Still, I miss my Sportscaster Cards. I played with them a lot when I was 8, 9 and 10--and especially when I was 11 during the XIII Olympic Winter Games in Lake Placid, N.Y., in 1980. I pushed ski jumpers off my bed; I scooted bobsledders around the shag carpet, and I even spun figure skaters on our cleared kitchen table. And when it came time for the Summer Games later that year, I went on and staged my own Cairo Road XXII Olympiad--in flaming defiance of President Carter's Moscow boycott.

So, all of that said, you might wonder why this post is labeled as being in commemoration of Innsbruck 1976 if my little Sportscaster Cards experience is more directly tied to Lake Placid 1980. Well, that's because the Sportscaster Cards depicting winter Olympians that I still own won most of their medals in XII, not XIII.




Says the back of his card: "Although he lost the 30 km cross-country title by 28 seconds to Sergei Saveliev of the USSR, 21-year-old William Koch was the star of one of the biggest success stories of the 1976 Innsbruck Olympics. The first American cross-country skier in the history of the Games ever to win a medal, Koch stunned the world of Nordic skiing, challenging the traditional domination of Scandinavian and Soviet athletes."




"(S)he collected three medals: a gold in the 500 m; a silver in the 1,500; and a bronze in the 1,000 m. Although her triple triumph at Innsbruck brought her a great deal of publicity, to Sheila it was something of an anticlimax. Her proudest moment had come a month earlier, on Jan. 31, 1976, at Davos. There she became the first woman to break the 41-second barrier, turning in a world-record time of 40.91 seconds in the 500 m. 'I much prefer my world record to the Olympic gold medal,' she said. 'For me it represents the crowning achievement of 16 years of work.'"




Austrian "Anton Innauer's uncanny ability, ease, and control catapulted him to the peak of the ski jumping world. These qualities also made him the super-favorite at the 1976 Olympics at Innsbruck. But the 17 1/2-year-old high-school boy muffed his Olympic chances. The pre-Games publicity and pressure took their toll, and Innauer had to settle for a silver medal in the 90 m jump."




"Meinhard Nehmer, who at the age of 35 won two gold medals in bobsledding at the 1976 Olympics, is symbolic of the great potential of the East German athletes. Although he's a weatherman and a member of the East German Army, he's always devoted himself to sports."




"In 1976, Rosi Mittermaier of West Germany came very close to matching the Olympic triple-gold skiing exploits of Austria's Tony Sailer in 1956 and France's Jean-Cleaude Killy in 1968. At Innsbruck, Mittermaier finished first in the slalom (her specialty) and first in the downhill (her least favorite event).
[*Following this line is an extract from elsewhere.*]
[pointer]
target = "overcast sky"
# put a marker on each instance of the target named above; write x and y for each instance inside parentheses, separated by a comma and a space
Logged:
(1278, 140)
But Canada's Kathy Kreiner prevented Rosi from making a clean sweep of the women's races, edging her out in the giant slalom by just .12 seconds."




"Some 10,000 Austrian fans in the Tyrol spent what was possibly the longest 12 minutes of their lives one icy cold day in February, 1976. They were lined up along the Patscherkofel waiting for their teenage hero, Franz Klammer, who was competing in the Olympic downhill in 15th position. Just minutes before, the partisan crowd had watched 28-year-old Bernhard Russi of Switzerland, wearing No. 3, turn in an excellent time of 1:46.06. Now Klammer was making his descent, and at the halfway point he was clocked at .19 seconds behind Russi. But Klammer pulled out all the stops and managed to beat Russi by .33 seconds. And so it was that six years after becoming the world champion at Val Gardena, Russi bowed to the much younger--and slightly faster--Klammer."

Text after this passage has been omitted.